Hemos pasado un verano caliente. Más bien, tórrido. Con un sol implacable, del que ha sido difícil escapar. Pero también el estío ha sido pródigo en bombas incendiarias, y no sólo por las ya habituales llamas de los bosques...
Lo peor, quizá, de este verano han sido (están siendo) las muertes de emigrantes en alta mar, mientras buscan la tierra prometida. O los implacables accidentes de carretera. O esas personas que, de la noche a la mañana, se hacen famosas por sus crueldades.
En la ciudad viven -o sobreviven- personas invisibles, que de vez en cuando saltan a las primeras páginas de los periódicos o a las pantallas de televisión. Llaman la atención, un día, mientras la noticia es noticia. Pasada la actualidad, el suceso se olvida. Y otro suceso viene a ocupar su lugar. Mientras tanto, los espectadores y sufridores de telediarios vivimos horrorizados, pensando que habitamos en el peor de los mundos.
Llego a la conclusión de que las “noticias calientes y oscuras” son un mecanismo político, inducido desde fuera, bastante perverso, ante el cual por desgracia es difícil oponer resistencia. La gran ciudad primero esconde y luego expone al público sus vergüenzas. Sin piedad o con una falsa piedad se nos airea aquello que más sonroja de la especie humana.
Sin embargo, la imagen de Dios nunca se borra o desparece del alma de los desgraciados, de los miserables y ni siquiera de los asesinos.
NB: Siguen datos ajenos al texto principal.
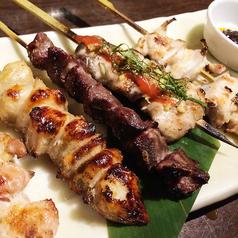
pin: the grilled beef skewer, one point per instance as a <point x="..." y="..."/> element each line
<point x="143" y="138"/>
<point x="72" y="144"/>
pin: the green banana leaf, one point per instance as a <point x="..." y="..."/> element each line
<point x="166" y="212"/>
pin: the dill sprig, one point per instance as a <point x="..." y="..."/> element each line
<point x="131" y="60"/>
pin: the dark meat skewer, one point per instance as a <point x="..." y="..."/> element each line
<point x="143" y="138"/>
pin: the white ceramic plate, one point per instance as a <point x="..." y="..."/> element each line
<point x="76" y="218"/>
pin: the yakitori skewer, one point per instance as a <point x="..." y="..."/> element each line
<point x="52" y="22"/>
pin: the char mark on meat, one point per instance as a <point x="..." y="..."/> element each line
<point x="140" y="137"/>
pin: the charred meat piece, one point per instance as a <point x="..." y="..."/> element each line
<point x="73" y="145"/>
<point x="141" y="138"/>
<point x="142" y="80"/>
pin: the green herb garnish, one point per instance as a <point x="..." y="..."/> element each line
<point x="130" y="60"/>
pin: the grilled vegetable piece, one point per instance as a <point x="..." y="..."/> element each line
<point x="141" y="138"/>
<point x="20" y="217"/>
<point x="73" y="145"/>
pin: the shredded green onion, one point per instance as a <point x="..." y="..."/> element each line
<point x="129" y="60"/>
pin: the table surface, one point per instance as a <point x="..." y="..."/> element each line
<point x="218" y="220"/>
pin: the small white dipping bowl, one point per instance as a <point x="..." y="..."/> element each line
<point x="222" y="14"/>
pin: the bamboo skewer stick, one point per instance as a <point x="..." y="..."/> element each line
<point x="12" y="35"/>
<point x="108" y="5"/>
<point x="46" y="18"/>
<point x="73" y="36"/>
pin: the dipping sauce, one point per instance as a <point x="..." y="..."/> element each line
<point x="232" y="34"/>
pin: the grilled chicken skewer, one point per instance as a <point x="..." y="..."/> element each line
<point x="20" y="217"/>
<point x="73" y="145"/>
<point x="181" y="130"/>
<point x="144" y="140"/>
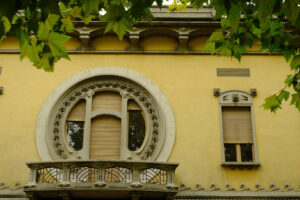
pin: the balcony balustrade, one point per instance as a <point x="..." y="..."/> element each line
<point x="47" y="179"/>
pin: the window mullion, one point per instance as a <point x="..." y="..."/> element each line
<point x="87" y="128"/>
<point x="238" y="153"/>
<point x="124" y="152"/>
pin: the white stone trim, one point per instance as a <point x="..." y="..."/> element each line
<point x="163" y="104"/>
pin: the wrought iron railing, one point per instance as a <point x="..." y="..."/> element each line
<point x="101" y="173"/>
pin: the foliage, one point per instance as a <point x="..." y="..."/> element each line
<point x="42" y="27"/>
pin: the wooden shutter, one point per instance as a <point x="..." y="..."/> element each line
<point x="78" y="112"/>
<point x="237" y="125"/>
<point x="107" y="101"/>
<point x="105" y="138"/>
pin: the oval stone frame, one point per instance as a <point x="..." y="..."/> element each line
<point x="131" y="85"/>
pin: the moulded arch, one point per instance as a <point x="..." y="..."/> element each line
<point x="162" y="103"/>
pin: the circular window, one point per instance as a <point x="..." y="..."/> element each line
<point x="111" y="113"/>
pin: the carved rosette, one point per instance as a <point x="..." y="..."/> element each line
<point x="155" y="137"/>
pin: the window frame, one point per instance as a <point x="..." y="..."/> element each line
<point x="237" y="98"/>
<point x="45" y="135"/>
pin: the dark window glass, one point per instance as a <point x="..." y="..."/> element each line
<point x="75" y="134"/>
<point x="246" y="151"/>
<point x="230" y="152"/>
<point x="136" y="130"/>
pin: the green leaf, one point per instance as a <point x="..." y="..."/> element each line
<point x="67" y="25"/>
<point x="289" y="80"/>
<point x="46" y="28"/>
<point x="296" y="100"/>
<point x="120" y="28"/>
<point x="283" y="95"/>
<point x="234" y="15"/>
<point x="6" y="23"/>
<point x="56" y="43"/>
<point x="198" y="3"/>
<point x="265" y="8"/>
<point x="292" y="11"/>
<point x="296" y="62"/>
<point x="272" y="103"/>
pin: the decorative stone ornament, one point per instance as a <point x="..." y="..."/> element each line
<point x="160" y="133"/>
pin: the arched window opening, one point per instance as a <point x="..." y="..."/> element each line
<point x="136" y="126"/>
<point x="105" y="138"/>
<point x="107" y="100"/>
<point x="75" y="126"/>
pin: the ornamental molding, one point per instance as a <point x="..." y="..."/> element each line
<point x="160" y="135"/>
<point x="85" y="91"/>
<point x="235" y="97"/>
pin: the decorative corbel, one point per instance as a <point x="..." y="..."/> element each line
<point x="183" y="37"/>
<point x="273" y="187"/>
<point x="134" y="38"/>
<point x="183" y="187"/>
<point x="228" y="187"/>
<point x="243" y="187"/>
<point x="287" y="187"/>
<point x="84" y="36"/>
<point x="253" y="92"/>
<point x="198" y="187"/>
<point x="213" y="187"/>
<point x="258" y="187"/>
<point x="1" y="88"/>
<point x="217" y="92"/>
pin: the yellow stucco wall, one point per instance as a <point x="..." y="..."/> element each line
<point x="188" y="82"/>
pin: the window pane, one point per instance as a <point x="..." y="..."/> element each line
<point x="246" y="151"/>
<point x="230" y="152"/>
<point x="75" y="134"/>
<point x="237" y="124"/>
<point x="136" y="130"/>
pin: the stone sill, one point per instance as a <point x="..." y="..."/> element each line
<point x="241" y="165"/>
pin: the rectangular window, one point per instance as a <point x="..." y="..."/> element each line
<point x="237" y="134"/>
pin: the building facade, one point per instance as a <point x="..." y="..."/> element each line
<point x="149" y="117"/>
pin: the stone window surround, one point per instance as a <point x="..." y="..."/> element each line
<point x="166" y="115"/>
<point x="239" y="98"/>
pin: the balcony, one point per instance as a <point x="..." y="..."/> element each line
<point x="101" y="179"/>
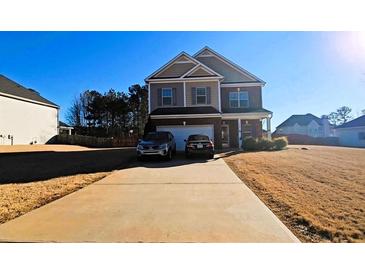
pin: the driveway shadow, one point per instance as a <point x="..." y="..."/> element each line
<point x="26" y="167"/>
<point x="178" y="160"/>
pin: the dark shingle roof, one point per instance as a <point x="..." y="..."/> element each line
<point x="62" y="124"/>
<point x="301" y="119"/>
<point x="358" y="122"/>
<point x="10" y="87"/>
<point x="184" y="110"/>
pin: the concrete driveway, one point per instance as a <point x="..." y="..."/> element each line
<point x="177" y="201"/>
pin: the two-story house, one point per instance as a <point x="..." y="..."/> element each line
<point x="207" y="94"/>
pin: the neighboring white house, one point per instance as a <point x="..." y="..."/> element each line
<point x="352" y="133"/>
<point x="25" y="116"/>
<point x="307" y="124"/>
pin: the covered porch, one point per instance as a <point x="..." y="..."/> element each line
<point x="235" y="127"/>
En todo hombre o mujer, aun cuando haya cometido un acto abominable, se da el deseo de ser acogido como persona y considerado como “alguien”, no como un “deshecho”. Cada historia humana es un misterio y exige el mayor de los respetos. Y pide siempre una oración.
¡La ciudad! ¿Qué sabemos nosotros del “vientre de la ciudad”? ¿Qué conocemos de los secretos que esconde el alma humana? Detrás de cada puerta, ¿qué sabemos lo que hay? ¿Qué encierran los callejones sin salida de algunos barrios marginales?
Émile Zola escribió en 1873 una novela titulada “El vientre de París”. Retrataba, en su naturalismo descarnado, el rostro de los anónimos personajes del mercado central de la capital parisina, el de las Halles. Víctor Hugo, con más piedad, hizo lo mismo en “Los miserables”.
Cuando asistimos a la imagen de lo peor, no estaría de más esta reflexión: También yo (de pensamiento, palabra, obra y omisión) contribuyo a que existan el bien y el mal.
Por el corazón de cada uno de nosotros -como decía Bernanos- pasa la frontera del bien y del mal. Ninguno debe sentirse con derecho a juzgar a los demás. Sólo estamos llamados por Dios al deber de mejorarnos a nosotros mismos.
Los medios de comunicación nos hacen siempre “espectadores” del mal, como si el mal sólo afectara a los otros o a ciertas situaciones que nada tienen que ver con nosotros. Sin embargo, todos somos “actores” y, tanto en el mal como en el bien, nuestro comportamiento tiene una influencia sobre los demás que nos sobrepasa.
Con frecuencia, es verdad, nos quejamos de la contaminación del aire, irrespirable en ciertos lugares. Todos hemos de mantener limpia la ciudad ¿Pero quién se preocupa de la contaminación del espíritu humano? ¿Esa contaminación que consigue que nuestros rostros, cada día, sonrían menos, se tornen tristes, airados e indiferentes?
Y es que el vientre de las grandes ciudades (y no tan grandes) a veces da a luz o engendra auténticos monstruos. No miremos para otro lado. Esos monstruos son también hijos nuestros.